最新記事一覧

人事労務

試用期間中の解雇をする場合の注意点

●質問

3ヶ月の試用期間を設けて採用した者がいるのですが、期待したほどの能力がないと判断

したため、本採用しないことに決定しました。

有期契約ではないので辞めてもらうとなると、やはり解雇になりますか。

解雇予告も必要ですか。

 

●回答

解雇になります。

ただ、雇入れて14日未満での解雇であれば、試用期間中とのことなので解雇予告は不要

になります。

●解説

試用期間中でも、雇用契約が初日から既に発生しています。

その雇用契約を、どういう事情であれ、会社側の判断により打ち切るということですので即ち解雇になります。

労働基準法では解雇について次の2点が求められます。

(1) 就業規則に記載されている解雇事由に則っていること

(2) 30日分の解雇予告(事前通知または解雇予告手当の支払い)

(1)については、貴社の就業規則上の解雇の条文をご確認いただき、試用期間中の能力不足による解雇を行うのに相当な事由があることをご確認ください。

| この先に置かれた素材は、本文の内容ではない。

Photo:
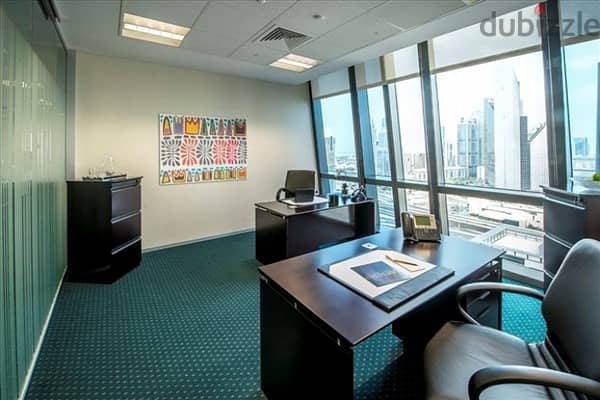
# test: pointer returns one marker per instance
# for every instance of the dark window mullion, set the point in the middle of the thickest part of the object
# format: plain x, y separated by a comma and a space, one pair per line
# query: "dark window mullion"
558, 146
356, 125
389, 124
429, 125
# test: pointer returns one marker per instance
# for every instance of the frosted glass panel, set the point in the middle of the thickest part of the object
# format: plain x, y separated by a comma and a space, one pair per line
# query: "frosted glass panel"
32, 188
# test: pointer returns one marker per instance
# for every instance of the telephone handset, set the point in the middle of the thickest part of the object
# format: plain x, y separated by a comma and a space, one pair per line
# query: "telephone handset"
359, 194
420, 227
286, 194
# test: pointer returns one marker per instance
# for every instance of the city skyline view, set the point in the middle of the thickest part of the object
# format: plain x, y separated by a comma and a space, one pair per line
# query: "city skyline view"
491, 125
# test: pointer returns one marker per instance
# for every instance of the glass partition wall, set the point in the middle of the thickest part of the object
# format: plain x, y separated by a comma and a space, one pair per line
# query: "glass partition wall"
461, 121
32, 183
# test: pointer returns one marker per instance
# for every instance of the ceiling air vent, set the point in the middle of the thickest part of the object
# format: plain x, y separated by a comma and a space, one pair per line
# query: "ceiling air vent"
290, 38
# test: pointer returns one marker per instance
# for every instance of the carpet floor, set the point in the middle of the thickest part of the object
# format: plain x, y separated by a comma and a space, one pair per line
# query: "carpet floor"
185, 325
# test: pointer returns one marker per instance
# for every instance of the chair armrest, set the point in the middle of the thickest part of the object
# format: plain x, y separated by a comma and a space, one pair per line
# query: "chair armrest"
492, 287
513, 374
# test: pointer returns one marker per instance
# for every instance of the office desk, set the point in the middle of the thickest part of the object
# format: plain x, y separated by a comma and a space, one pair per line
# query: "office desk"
283, 232
310, 324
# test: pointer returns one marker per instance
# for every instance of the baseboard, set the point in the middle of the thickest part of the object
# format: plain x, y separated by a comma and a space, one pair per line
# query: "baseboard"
204, 239
36, 353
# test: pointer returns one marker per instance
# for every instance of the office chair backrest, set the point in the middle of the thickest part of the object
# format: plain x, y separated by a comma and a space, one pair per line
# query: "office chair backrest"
571, 309
299, 179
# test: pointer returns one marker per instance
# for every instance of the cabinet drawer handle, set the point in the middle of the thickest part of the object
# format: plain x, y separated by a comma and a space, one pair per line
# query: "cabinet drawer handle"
483, 296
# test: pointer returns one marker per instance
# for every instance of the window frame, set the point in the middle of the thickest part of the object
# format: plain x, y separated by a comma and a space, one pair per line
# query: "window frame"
435, 186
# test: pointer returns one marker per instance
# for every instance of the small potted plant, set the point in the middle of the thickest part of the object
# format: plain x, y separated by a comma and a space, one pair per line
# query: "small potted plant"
345, 190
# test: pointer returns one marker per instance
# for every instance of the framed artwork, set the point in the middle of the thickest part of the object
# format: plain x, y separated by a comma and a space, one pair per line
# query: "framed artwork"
195, 149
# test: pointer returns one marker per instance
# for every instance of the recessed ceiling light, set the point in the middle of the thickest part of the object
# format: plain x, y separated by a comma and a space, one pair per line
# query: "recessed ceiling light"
293, 62
151, 30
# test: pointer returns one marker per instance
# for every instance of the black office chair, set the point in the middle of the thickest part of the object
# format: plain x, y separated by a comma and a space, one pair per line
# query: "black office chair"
464, 361
295, 180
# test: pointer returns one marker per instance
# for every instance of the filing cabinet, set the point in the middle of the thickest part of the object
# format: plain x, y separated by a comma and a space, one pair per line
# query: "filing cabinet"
104, 228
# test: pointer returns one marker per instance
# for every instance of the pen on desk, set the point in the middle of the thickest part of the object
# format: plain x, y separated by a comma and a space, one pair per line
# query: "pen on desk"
401, 261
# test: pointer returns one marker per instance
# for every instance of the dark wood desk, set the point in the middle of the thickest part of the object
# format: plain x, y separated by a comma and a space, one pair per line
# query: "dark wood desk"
283, 232
310, 323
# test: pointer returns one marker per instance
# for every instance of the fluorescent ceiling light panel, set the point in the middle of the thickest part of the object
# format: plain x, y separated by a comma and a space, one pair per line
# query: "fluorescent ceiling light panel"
293, 62
151, 30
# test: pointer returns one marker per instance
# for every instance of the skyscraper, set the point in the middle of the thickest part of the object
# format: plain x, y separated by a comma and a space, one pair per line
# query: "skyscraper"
488, 141
525, 154
507, 130
581, 147
468, 145
330, 152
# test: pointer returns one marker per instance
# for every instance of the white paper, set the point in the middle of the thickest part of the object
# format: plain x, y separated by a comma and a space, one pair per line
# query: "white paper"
343, 271
316, 200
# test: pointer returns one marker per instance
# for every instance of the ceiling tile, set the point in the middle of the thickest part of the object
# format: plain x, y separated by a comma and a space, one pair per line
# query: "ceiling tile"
323, 50
258, 54
360, 32
239, 18
179, 12
407, 14
210, 43
103, 12
335, 13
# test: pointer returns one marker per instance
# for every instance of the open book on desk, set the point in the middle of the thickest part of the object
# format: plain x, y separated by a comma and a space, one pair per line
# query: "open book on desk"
386, 277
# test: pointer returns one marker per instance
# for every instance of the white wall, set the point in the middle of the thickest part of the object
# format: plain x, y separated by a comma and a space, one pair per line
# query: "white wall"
117, 107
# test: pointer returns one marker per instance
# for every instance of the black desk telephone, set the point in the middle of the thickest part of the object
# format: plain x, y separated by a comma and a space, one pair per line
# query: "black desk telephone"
420, 227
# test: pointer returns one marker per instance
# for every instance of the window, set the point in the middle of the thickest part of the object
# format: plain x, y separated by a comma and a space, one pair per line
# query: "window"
493, 123
411, 130
516, 228
582, 84
415, 201
338, 135
376, 151
385, 205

(2)については、原則として30日前に解雇通知をすることが必要となり日数を短縮した場合は、短縮した日数分に解雇予告手当(1日あたり平均賃金1日分)に支払いが必要となります。ただし、試用期間中かつ入社後(暦日で)14日未満であれば、解雇予告を行うことが免除されるので予告なしで解雇可能です。※予告なしとなっても上記(1)は必要となります。

また、労働契約法によって客観的に合理的かつ社会通念上相当と認められる解雇理由が求められます。この解雇理由がない場合は、上記(1)の就業規則上の事由であっても無効とされます。

能力不足による解雇されるとのことですが、恐らく就業規則には、解釈次第で該当していると言える解雇事由はあるかと思います。

しかし、本当に重要なのは、“試用期間中に解雇されるほどの能力不足”であることを誰が考えても納得できるような形で証明できるかどうかという点です。

一般的に試用期間中であれば、本採用者に比べて解雇権を行使しやすいとされていますが、「でき得る限りの教育・指導をしたが、解雇せざるを得ないほど改善されなかった」という客観的な事実・記録が存在しているかどうか、という点も含めて改めて慎重にご判断されることをお勧めします。

日本の労働法は、労働者保護の側面が強く、特に解雇については非常に厳しい条件が付けられています。